Whether testing a model of the Boeing CST-100 capsule in a wind tunnel or dropping it in water, researchers and engineers have one common goal: astronaut safety. That’s because safety is a top priority for systems under development in partnership with NASA’s Commercial Crew Program to launch crews to the International Space Station from America.

Throughout the development of the CST-100, Boeing is testing fundamental capabilities of its abort system using unique facilities and expertise at NASA’s Langley Research Center in Virginia. The testing is being completed under a reimbursable Space Act Agreement Boeing has with the center. The CST-100 features a pusher abort system that would push the capsule off its Atlas V rocket in the case of an emergency on the pad or during ascent, ensuring the safety of the crew on board.

An engineer adjusts a scale model of the Boeing CST-100 ahead of wind tunnel tests on the spacecraft's design. (Credit: NASA/George Homich)
An engineer adjusts a scale model of the Boeing CST-100 ahead of wind tunnel tests on the spacecraft’s design. (Credit: NASA/George Homich)
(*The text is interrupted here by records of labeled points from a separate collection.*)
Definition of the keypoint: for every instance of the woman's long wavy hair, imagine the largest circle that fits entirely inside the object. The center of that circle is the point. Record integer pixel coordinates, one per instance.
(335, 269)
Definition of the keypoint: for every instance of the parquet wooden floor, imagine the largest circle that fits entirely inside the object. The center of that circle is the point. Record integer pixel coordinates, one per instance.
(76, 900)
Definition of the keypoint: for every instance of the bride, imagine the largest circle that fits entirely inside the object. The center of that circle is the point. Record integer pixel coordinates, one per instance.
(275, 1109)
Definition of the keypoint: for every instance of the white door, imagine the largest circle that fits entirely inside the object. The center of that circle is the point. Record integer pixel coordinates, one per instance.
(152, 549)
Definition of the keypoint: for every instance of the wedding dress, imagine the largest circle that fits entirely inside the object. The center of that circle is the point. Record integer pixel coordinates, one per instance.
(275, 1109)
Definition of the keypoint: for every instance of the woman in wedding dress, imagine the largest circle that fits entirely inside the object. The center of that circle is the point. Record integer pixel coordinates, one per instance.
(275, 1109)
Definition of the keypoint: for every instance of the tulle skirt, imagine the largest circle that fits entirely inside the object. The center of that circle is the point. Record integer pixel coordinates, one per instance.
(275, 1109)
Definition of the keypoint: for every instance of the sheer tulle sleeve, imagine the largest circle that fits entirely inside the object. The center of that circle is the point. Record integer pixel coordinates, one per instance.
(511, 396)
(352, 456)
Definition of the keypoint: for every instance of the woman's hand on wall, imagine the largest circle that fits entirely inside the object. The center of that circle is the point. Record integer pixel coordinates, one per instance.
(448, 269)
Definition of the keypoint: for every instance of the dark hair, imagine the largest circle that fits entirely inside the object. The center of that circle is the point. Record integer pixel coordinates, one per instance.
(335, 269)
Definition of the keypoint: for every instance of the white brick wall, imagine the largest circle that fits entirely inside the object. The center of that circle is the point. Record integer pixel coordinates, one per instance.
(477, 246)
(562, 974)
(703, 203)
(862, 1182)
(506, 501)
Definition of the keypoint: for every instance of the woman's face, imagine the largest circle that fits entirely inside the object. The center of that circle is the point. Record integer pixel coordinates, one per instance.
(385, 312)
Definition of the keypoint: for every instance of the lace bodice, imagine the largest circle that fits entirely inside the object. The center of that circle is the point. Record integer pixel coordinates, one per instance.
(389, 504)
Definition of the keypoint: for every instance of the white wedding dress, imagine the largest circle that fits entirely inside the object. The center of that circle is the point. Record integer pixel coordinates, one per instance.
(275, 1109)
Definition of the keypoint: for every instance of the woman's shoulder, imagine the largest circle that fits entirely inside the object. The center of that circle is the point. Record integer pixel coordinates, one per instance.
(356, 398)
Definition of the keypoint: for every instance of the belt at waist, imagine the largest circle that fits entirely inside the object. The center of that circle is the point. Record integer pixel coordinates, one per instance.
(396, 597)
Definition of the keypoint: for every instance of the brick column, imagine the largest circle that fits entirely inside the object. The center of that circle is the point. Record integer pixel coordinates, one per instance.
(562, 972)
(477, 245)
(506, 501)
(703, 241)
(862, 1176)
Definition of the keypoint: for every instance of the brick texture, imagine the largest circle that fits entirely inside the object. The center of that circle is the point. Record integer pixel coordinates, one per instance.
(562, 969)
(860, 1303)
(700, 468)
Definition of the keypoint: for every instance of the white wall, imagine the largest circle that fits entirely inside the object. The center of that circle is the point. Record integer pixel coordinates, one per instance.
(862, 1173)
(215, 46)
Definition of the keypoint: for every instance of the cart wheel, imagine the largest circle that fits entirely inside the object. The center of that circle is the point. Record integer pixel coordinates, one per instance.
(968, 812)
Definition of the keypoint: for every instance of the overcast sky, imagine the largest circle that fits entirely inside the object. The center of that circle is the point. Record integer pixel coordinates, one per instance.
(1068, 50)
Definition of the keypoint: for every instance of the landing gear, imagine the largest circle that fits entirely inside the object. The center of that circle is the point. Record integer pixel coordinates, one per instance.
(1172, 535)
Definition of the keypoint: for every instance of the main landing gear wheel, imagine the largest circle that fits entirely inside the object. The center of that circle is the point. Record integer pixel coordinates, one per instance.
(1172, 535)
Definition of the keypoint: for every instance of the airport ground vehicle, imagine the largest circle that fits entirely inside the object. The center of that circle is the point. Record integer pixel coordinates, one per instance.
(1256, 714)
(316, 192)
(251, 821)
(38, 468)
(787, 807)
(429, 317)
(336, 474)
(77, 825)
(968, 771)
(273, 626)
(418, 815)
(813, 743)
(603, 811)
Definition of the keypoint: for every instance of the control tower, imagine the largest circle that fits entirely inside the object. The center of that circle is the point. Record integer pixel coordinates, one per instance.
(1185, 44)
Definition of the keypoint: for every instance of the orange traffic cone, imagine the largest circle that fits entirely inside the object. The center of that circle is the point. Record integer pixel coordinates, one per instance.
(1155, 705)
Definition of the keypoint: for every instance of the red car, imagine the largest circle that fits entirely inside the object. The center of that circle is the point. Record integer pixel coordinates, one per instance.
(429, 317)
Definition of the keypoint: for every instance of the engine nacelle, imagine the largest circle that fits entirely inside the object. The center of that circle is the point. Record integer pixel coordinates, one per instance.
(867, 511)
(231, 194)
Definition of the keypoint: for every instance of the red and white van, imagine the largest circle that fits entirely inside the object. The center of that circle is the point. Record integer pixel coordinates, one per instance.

“Our unique facilities and expertise enable us to collect dynamic stability data that is crucial to the design of a highly dynamic vehicle like Boeing’s abort vehicle,” said Vanessa Aubuchon, Langley’s flight dynamics principle investigator. “Building on lessons learned during similar tests for Orion’s Launch Abort System and Crew Module resulted in a highly successful test that provided Boeing with the best possible characterization of the stability of their vehicle.”

Each test, though inherently different, provided the team with the data necessary to better understand how the CST-100 system would operate during an abort scenario.

Langley and Boeing first tested a two-foot model in Langley’s Transonic Dynamics Tunnel — the only facility in the nation that contains a test platform capable of replicating the environmental conditions the CST-100 would experience during flight.

“The Boeing CST-100 flies a familiar path through the atmosphere,” said Olman Carvajal, Boeing Commercial Crew wind tunnel test lead. “During an unlikely abort scenario, the vehicle is likely to experience different aerodynamic shifts, so we test the capsule model at different angles to ensure we can land the spacecraft safely in a real emergency event.”

In addition to wind tunnel testing, researchers from Langley and Boeing dropped a full-scale test article of the CST-100 into Langley’s Hydro Impact Basin, which looks like a large swimming pool. The CST-100 will be certified to land on land, and while it’s unlikely the capsule will land in the water except in an emergency scenario, water drop testing at a variety of heights and angles is important to ensure a safe landing in any situation. Boeing will use the data and results from these tests to support its certification efforts for launching NASA astronauts to the International Space Station.

A CST-100 mock up splashes down during a test at NASA's Langley Research Center in Hampton, Va., during tests of the Boeing spacecraft's handling. (Credit: NASA/Dave Bowman)
A CST-100 mock up splashes down during a test at NASA’s Langley Research Center in Hampton, Va., during tests of the Boeing spacecraft’s handling. (Credit: NASA/Dave Bowman)

Under Boeing’s Commercial Crew Transportation Capability (CCtCap) contract, the company will further test its abort capabilities during a series of thruster tests at White Sands Test Facility in New Mexico and during a pad abort test in early 2017.